Pesquisa:
NOTÍCIAS
17/09/2020 - A nova enganação
Chegou o tempo do autoritarismo líquido.

Capaz de misturar momentos de exceção debaixo de uma aparência democrática, chegou o tempo do autoritarismo líquido, ensina Pedro Serrano  

Pedro Serrano tem o poder de pôr ordem nas minhas ideias. Trata-se de um verdadeiro professor, mais do que isso, de um pensador do Direito e todas as suas implicações, a começar pela política. Tenho um claro entendimento desta situação desde o tempo, não muito longínquo, de um debate que se deu já depois do golpe contra o governo petista em Salvador da Bahia, do qual ambos participávamos. E foi então que Serrano abriu minha cabeça para me levar a entender o que de fato estava acontecendo. Vivíamos um regime de exceção e ele teve a generosidade de explicar como e por quê. Era o tempo que se seguiu ao impeachment de Dilma Rousseff, no início de um processo que a rigor começa com o nascimento de um trágico enredo chamado Lava Jato.

Desde então, cultivo uma grande admiração por Pedro Serrano, felizmente disposto a ministrar suas aulas na coluna de Carta Capital. Se não me engano, naquele dia havia uma plateia numerosa diante de nós, e na primeira fileira sentava-se Jaques Wagner, que ocupara a chefia da Casa Civil da presidenta impedida. Desta vez, o professor expande a sua aula: a conjuntura ganhou uma dimensão maior e mais complexa do que a apresentada há alguns anos. Algo, de todo modo, surge com nitidez, e entre outras coisas o fato de que meu pai também ficaria enlevado com a fala esclarecedora de Pedro Serrano.
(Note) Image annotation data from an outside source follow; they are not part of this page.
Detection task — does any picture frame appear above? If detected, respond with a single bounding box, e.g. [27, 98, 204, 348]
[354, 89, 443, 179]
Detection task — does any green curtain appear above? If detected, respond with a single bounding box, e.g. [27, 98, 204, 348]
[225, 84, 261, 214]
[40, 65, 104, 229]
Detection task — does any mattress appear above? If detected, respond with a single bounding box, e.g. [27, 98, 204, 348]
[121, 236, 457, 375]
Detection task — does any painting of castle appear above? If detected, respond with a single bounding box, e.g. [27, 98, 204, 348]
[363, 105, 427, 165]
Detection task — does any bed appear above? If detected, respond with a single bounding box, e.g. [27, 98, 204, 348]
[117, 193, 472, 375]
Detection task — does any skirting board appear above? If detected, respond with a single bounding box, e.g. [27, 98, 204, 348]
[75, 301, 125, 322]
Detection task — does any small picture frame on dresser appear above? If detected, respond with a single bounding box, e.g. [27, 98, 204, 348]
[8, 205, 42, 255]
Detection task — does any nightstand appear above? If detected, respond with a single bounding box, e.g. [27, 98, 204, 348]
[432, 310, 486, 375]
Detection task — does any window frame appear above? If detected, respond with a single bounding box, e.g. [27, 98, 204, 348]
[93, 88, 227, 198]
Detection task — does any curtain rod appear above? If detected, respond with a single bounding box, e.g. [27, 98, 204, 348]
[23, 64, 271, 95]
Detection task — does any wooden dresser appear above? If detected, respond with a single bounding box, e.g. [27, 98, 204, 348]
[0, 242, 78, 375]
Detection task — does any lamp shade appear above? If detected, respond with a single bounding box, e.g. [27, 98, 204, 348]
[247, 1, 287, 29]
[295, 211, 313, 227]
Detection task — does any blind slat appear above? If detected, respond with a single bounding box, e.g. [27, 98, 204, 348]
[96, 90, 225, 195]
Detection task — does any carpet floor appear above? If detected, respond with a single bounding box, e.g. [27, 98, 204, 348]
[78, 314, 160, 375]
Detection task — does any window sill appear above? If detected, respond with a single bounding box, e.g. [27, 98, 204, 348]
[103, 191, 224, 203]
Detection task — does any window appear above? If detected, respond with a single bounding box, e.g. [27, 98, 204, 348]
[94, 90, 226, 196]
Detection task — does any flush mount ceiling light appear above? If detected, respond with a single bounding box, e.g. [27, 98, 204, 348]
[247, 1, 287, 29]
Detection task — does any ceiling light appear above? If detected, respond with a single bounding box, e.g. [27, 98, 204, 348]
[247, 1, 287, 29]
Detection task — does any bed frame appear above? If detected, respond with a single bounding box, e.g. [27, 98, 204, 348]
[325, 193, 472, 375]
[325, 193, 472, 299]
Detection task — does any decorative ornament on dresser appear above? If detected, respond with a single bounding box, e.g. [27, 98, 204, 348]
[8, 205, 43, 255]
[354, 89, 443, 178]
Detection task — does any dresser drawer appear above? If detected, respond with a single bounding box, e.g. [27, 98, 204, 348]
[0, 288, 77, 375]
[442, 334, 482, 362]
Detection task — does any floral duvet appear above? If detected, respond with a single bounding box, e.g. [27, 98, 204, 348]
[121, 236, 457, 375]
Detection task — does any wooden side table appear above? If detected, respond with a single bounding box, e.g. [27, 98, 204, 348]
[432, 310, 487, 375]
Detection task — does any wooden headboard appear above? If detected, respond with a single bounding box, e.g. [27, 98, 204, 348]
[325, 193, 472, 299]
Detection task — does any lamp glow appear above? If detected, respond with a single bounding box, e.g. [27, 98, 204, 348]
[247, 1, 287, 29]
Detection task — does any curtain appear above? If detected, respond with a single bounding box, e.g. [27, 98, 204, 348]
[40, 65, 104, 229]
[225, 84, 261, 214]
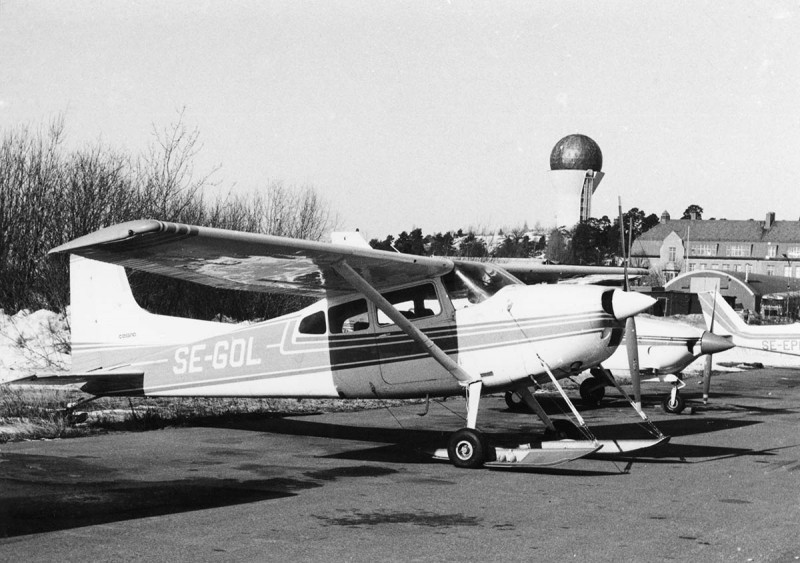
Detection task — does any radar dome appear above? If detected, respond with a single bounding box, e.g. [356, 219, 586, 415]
[550, 133, 603, 172]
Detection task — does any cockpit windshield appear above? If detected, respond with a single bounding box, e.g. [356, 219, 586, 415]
[442, 262, 521, 309]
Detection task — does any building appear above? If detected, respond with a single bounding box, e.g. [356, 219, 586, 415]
[631, 211, 800, 281]
[664, 270, 800, 316]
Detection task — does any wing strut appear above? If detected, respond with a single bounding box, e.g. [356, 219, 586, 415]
[333, 260, 481, 395]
Meu pai era um liberal da velha-guarda, a seu modo filho da Revolução Francesa, quando esta tendência ideológica representava uma desassombrada resistência ao fascismo. Ele acabou preso pela intervenção de meia dúzia de esbirros armados até os dentes. Nem por isso deixou de se entregar depois de borrifar sobre o rosto de barba bem escanhoada um perfume à base de citronela. Pois hoje o professor Serrano enxerga uma única, insubstituível saída do trágico momento em que precipitamos. Uma união em torno dos ideais da igualdade, da liberdade dos valores humanistas que ainda são cultivados, aqui e acolá, em lugares por isso privilegiados.

Há um momento da fala do meu amigo que, confesso, me empolga: refere-se ele a Hannah Arendt, segundo quem o direito fundamental do ser humano é o direito a ter direitos. “Direito não é tinta no papel da Constituição, direito é o sangue na calçada, sangue daqueles que morreram exatamente na conquista dos seus direitos” afirma Serrano. A referência ao sangue na calçada traz à tona as minhas crenças sobre a impossibilidade de qualquer gênero de conciliação com a Casa-Grande, a chamada conciliação das elites, porque é entre elas que se dá. Para a Casa-Grande é inconcebível qualquer entendimento com a senzala.

“A relação autoritária se restabelece mais inteligente e eficaz do que nas ditaduras do século XX, mas não menos deletéria”.

Mas o que são os direitos? Um pacto intergeracional entre os que já morreu, quem está vivo e quem vai nascer. “Eu tenho o dever de entregar o direito conquistado à próxima geração” acrescenta Serrano. Os últimos lances políticos de Bolsonaro mostram a preocupação dele em relação às eleições de 2022, ou seja, o propósito da reeleição. Para tanto o cambiante ex-capitão revisita à sua maneira medidas tomadas pelos governos petistas, no quadro de uma política assistencialista que tem evidentemente resultados positivos em um país entregue à pobreza da maioria. Assim como eu, e como tantos outros observadores da situação, enxerga com espanto a possibilidade da permanência no poder desse monumental fanático do apocalipse e do seu bolsonarismo.

“Se conceder direitos humanos, sociais, numa cultura como a nossa, que não valoriza a liberdade, corremos o risco de um longo período de um tempo ruim pela frente” é o pensamento de mestre Serrano, que eu recebo enquanto o pássaro do desespero bate asas no meu peito. E deixo o campo livre aos pensamentos do amigo professor.